Epidemiology of multinodular toxic goitre
  Hyperthyroidism is an important clinical consequence of multinodular goitre and a characteristic manifestation of the disease. The importance of iodine intake for the development of the disorder, even in non-endemic areas has been demonstrated in comparative epidemiological studies in Jutland, Denmark with mild to moderate iodine deficiency (but no endemic goitre in school children) and Iceland with a high normal iodine intake.

Fig. 6 shows the contribution of various types of disease to the incidence of hyperthyroidism in the two areas. Multinodular toxic goitre was the most common type in the low iodine intake area, whereas it was the cause of only 6% of cases in the high iodine intake are. In Iceland the dominating cause of hyperthyroidism was Graves' disease, and in young subjects the incidence was several fold higher than in Jutland.
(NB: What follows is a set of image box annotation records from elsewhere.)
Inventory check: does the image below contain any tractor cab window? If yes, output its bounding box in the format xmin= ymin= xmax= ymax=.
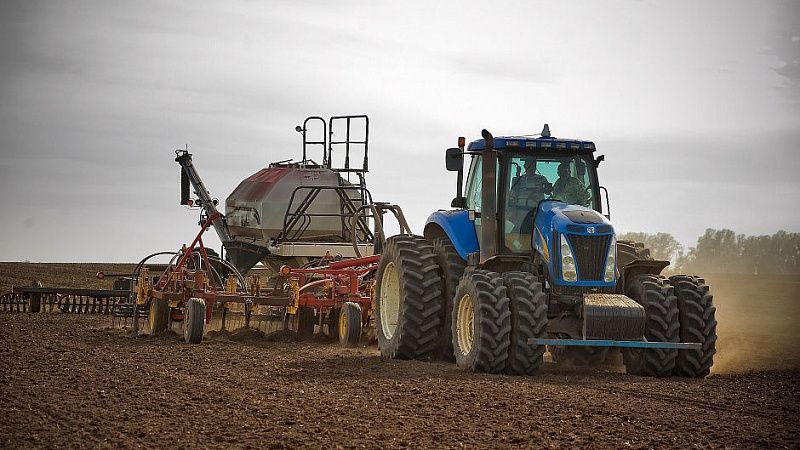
xmin=505 ymin=155 xmax=595 ymax=252
xmin=465 ymin=156 xmax=483 ymax=211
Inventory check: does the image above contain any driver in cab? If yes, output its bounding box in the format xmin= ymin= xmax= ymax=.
xmin=508 ymin=157 xmax=550 ymax=234
xmin=553 ymin=162 xmax=589 ymax=206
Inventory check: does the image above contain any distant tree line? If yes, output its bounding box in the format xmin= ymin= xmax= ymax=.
xmin=619 ymin=228 xmax=800 ymax=274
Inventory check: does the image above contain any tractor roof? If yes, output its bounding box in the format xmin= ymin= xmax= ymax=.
xmin=467 ymin=136 xmax=595 ymax=153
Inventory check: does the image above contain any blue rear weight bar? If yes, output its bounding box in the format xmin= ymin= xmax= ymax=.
xmin=528 ymin=338 xmax=702 ymax=350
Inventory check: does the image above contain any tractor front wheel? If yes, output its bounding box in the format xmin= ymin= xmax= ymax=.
xmin=452 ymin=270 xmax=511 ymax=373
xmin=433 ymin=237 xmax=466 ymax=362
xmin=622 ymin=275 xmax=680 ymax=377
xmin=148 ymin=298 xmax=169 ymax=336
xmin=183 ymin=298 xmax=206 ymax=344
xmin=669 ymin=275 xmax=717 ymax=378
xmin=375 ymin=235 xmax=442 ymax=359
xmin=503 ymin=272 xmax=547 ymax=375
xmin=297 ymin=306 xmax=317 ymax=341
xmin=336 ymin=302 xmax=361 ymax=347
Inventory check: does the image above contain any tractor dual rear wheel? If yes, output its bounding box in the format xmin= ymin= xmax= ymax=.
xmin=669 ymin=275 xmax=717 ymax=378
xmin=622 ymin=275 xmax=680 ymax=377
xmin=451 ymin=270 xmax=511 ymax=373
xmin=336 ymin=302 xmax=361 ymax=347
xmin=375 ymin=235 xmax=442 ymax=359
xmin=432 ymin=237 xmax=466 ymax=362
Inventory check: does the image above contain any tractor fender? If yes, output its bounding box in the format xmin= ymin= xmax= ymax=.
xmin=424 ymin=209 xmax=480 ymax=261
xmin=617 ymin=259 xmax=669 ymax=292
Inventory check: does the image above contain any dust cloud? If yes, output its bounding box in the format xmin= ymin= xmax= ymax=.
xmin=705 ymin=274 xmax=800 ymax=374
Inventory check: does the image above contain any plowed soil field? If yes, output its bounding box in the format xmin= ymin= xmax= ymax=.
xmin=0 ymin=267 xmax=800 ymax=448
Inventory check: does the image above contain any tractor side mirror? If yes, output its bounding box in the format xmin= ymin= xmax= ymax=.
xmin=594 ymin=155 xmax=606 ymax=169
xmin=444 ymin=148 xmax=464 ymax=172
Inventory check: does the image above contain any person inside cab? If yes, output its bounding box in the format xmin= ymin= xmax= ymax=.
xmin=506 ymin=156 xmax=550 ymax=234
xmin=553 ymin=162 xmax=589 ymax=206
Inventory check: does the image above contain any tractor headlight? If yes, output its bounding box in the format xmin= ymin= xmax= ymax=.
xmin=603 ymin=237 xmax=617 ymax=283
xmin=561 ymin=234 xmax=578 ymax=281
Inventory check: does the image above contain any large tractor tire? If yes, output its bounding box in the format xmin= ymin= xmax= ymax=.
xmin=433 ymin=237 xmax=467 ymax=362
xmin=183 ymin=298 xmax=206 ymax=344
xmin=669 ymin=275 xmax=717 ymax=378
xmin=550 ymin=347 xmax=609 ymax=367
xmin=503 ymin=272 xmax=547 ymax=375
xmin=452 ymin=270 xmax=511 ymax=373
xmin=337 ymin=302 xmax=361 ymax=347
xmin=375 ymin=235 xmax=442 ymax=359
xmin=148 ymin=298 xmax=169 ymax=336
xmin=622 ymin=275 xmax=680 ymax=377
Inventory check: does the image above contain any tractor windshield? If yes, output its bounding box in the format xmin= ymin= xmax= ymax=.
xmin=503 ymin=154 xmax=596 ymax=252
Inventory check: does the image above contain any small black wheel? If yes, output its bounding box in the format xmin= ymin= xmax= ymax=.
xmin=550 ymin=347 xmax=608 ymax=367
xmin=336 ymin=302 xmax=361 ymax=347
xmin=297 ymin=306 xmax=317 ymax=341
xmin=148 ymin=298 xmax=169 ymax=336
xmin=183 ymin=298 xmax=206 ymax=344
xmin=452 ymin=270 xmax=511 ymax=373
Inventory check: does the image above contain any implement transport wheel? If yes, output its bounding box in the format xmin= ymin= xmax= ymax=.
xmin=297 ymin=306 xmax=317 ymax=341
xmin=622 ymin=275 xmax=680 ymax=377
xmin=433 ymin=237 xmax=466 ymax=362
xmin=148 ymin=298 xmax=169 ymax=336
xmin=325 ymin=308 xmax=341 ymax=341
xmin=336 ymin=302 xmax=361 ymax=347
xmin=452 ymin=270 xmax=512 ymax=373
xmin=550 ymin=347 xmax=608 ymax=367
xmin=669 ymin=275 xmax=717 ymax=378
xmin=375 ymin=235 xmax=442 ymax=359
xmin=183 ymin=298 xmax=206 ymax=344
xmin=503 ymin=272 xmax=547 ymax=375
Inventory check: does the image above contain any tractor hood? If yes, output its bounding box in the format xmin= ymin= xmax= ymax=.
xmin=536 ymin=200 xmax=614 ymax=234
xmin=532 ymin=200 xmax=614 ymax=285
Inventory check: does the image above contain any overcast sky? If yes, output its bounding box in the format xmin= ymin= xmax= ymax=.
xmin=0 ymin=1 xmax=800 ymax=262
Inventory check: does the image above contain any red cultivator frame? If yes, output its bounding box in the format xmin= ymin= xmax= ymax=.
xmin=134 ymin=215 xmax=380 ymax=346
xmin=281 ymin=255 xmax=380 ymax=346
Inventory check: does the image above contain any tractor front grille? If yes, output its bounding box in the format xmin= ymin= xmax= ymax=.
xmin=567 ymin=234 xmax=611 ymax=281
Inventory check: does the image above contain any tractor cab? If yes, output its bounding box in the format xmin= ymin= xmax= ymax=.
xmin=426 ymin=125 xmax=617 ymax=288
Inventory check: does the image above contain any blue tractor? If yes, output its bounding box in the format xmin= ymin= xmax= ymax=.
xmin=375 ymin=125 xmax=716 ymax=377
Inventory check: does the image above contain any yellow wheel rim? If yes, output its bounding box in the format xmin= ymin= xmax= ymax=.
xmin=378 ymin=262 xmax=400 ymax=339
xmin=339 ymin=308 xmax=347 ymax=337
xmin=456 ymin=294 xmax=475 ymax=356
The life time risk of developing Graves' disease was not much different as this was more common among the elderly in Jutland. Still, the dominating cause for the very high incidence of hyperthyroidism in the elderly in Jutland was multinodular toxic goitre (fig. 6).


Figure 6a:


Relative contribution of different types of disease to the incidence of hyperthyroidism in Jutland with low and Iceland with high iodine intake. GD: Graves' disease, MNTG: multinodular toxic goitre, STA: solitary toxic adenoma, SAT: subacute thyroiditis.


Figure 6b:


Figure 6b Age-specific incidence rates of all types of hyperthyroidism in Jutland and Iceland. Data from 6 . ** p < 0.01, *** p < 0.001.